I've been doing some practice problems and I have encountered some questions. How would I determine the coefficient of $x^{25}$ in the generating function $F(x)$ with closed form expression?
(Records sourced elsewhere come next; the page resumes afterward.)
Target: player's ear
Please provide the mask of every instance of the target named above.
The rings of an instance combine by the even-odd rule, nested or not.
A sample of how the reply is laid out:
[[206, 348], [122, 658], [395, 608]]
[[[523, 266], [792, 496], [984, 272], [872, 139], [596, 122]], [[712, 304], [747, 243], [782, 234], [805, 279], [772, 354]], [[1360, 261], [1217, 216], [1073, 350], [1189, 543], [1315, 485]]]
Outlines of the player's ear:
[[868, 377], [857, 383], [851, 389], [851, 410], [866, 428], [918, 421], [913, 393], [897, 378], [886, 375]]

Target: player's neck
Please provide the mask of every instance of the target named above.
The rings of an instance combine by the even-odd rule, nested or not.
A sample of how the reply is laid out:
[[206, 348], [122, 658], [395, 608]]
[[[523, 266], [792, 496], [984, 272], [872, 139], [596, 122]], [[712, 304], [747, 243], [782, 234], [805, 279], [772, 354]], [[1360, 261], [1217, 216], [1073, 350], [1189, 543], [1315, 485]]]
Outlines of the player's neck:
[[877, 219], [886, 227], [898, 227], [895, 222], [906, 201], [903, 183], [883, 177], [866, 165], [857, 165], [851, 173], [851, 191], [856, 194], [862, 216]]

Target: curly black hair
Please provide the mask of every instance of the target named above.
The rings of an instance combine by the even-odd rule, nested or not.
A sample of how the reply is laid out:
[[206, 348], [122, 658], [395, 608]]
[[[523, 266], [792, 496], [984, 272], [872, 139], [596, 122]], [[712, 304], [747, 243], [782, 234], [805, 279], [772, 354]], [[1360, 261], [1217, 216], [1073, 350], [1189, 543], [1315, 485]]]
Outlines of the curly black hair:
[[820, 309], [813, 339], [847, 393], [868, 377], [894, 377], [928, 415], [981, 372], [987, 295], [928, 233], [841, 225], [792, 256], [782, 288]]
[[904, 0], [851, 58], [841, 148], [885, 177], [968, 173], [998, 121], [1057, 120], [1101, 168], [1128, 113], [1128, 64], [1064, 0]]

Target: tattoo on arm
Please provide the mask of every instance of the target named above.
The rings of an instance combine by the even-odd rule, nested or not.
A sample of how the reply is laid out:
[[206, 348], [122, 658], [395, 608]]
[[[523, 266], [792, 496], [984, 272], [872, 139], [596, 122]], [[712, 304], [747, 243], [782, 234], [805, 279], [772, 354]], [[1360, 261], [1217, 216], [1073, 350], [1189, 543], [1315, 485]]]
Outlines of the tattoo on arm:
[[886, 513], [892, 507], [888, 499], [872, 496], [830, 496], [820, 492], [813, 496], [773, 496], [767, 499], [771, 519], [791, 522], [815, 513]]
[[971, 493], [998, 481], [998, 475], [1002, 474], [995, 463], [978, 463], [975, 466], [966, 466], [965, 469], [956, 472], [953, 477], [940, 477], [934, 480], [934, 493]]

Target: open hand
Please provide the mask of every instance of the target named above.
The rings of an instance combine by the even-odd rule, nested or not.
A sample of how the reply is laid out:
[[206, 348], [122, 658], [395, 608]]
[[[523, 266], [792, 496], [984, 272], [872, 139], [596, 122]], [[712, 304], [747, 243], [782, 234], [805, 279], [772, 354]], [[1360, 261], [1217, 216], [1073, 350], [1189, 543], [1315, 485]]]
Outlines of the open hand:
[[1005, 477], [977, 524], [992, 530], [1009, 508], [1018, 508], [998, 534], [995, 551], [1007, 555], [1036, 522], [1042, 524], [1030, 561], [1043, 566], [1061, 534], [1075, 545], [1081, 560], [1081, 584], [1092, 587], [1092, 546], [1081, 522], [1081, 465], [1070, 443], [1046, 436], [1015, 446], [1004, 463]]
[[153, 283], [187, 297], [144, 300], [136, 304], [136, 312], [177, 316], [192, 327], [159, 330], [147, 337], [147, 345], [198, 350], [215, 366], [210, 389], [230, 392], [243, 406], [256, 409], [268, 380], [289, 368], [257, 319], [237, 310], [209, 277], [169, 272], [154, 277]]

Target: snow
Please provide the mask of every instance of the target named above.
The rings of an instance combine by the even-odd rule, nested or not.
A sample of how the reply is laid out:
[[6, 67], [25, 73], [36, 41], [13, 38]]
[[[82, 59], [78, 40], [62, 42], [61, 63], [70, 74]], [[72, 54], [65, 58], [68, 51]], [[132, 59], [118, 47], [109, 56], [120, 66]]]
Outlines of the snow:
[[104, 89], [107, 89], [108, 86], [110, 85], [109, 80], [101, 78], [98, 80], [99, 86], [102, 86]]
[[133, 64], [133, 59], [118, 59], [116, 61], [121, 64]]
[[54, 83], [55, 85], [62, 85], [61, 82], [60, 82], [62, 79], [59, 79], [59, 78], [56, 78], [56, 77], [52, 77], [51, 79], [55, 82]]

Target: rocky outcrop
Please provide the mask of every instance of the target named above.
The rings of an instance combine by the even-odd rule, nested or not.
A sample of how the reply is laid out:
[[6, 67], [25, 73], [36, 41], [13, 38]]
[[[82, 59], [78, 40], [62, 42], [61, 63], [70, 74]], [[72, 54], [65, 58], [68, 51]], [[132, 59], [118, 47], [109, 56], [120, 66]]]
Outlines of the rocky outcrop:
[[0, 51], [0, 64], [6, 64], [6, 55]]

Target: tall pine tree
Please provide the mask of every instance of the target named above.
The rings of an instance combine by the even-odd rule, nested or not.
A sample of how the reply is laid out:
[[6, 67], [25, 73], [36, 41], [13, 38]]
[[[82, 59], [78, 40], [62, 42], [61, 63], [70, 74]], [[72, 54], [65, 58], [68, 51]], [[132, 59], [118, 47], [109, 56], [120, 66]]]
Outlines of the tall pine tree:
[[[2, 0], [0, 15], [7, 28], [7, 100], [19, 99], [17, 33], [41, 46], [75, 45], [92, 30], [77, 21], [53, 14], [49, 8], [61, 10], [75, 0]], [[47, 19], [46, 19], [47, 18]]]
I can't factor the numerator which is why I did for the previous ones.
$$F(x)=\frac{(1-2x+2x^2)}{(1-x)^2}$$
On
HINT
Note that if $G(x) = (1-x)^{-1}$ then $G'(x) = (1-x)^{-2}$, and you have $$ G(x) = \sum_{k=0}^\infty x^k\\ G'(x) = \sum_{k=1}^\infty kx^{k-1}\\ $$ and $$ F(x) = G'(x) (1-2x+2x^2) $$
Can you finish this?
UPDATE
$$ \begin{split} \left[x^{25}\right] F(x) &= \left[x^{25}\right] (1-2x+2x^2) \sum_{k=1}^\infty kx^{k-1} \\ &= \left[x^{25}\right] \sum_{k=1}^\infty kx^{k-1} -2 \left[x^{24}\right] \sum_{k=1}^\infty kx^{k-1} +2 \left[x^{23}\right] \sum_{k=1}^\infty kx^{k-1}\\ \end{split} $$
Can you finish this?
On
It is convenient to use the coefficient of operator $[x^n]$ to denote the coefficient of $x^n$ in a series.
We obtain \begin{align*} \color{blue}{[x^{25}]\frac{1-2x+2x^2}{(1-x)^2}}&=[x^{25}](1-2x+2x^2)\sum_{j=0}^\infty\binom{-2}{j}(-x)^j\tag{1}\\ &=\left([x^{25}]-2[x^{24}]+2[x^{23}]\right)\sum_{j=0}^\infty\binom{j+1}{1}x^j\tag{2}\\ &=26-2\cdot 25+2\cdot 24\tag{3}\\ &=\color{blue}{24} \end{align*}
Comment:
In (1) we apply the binomial series expansion.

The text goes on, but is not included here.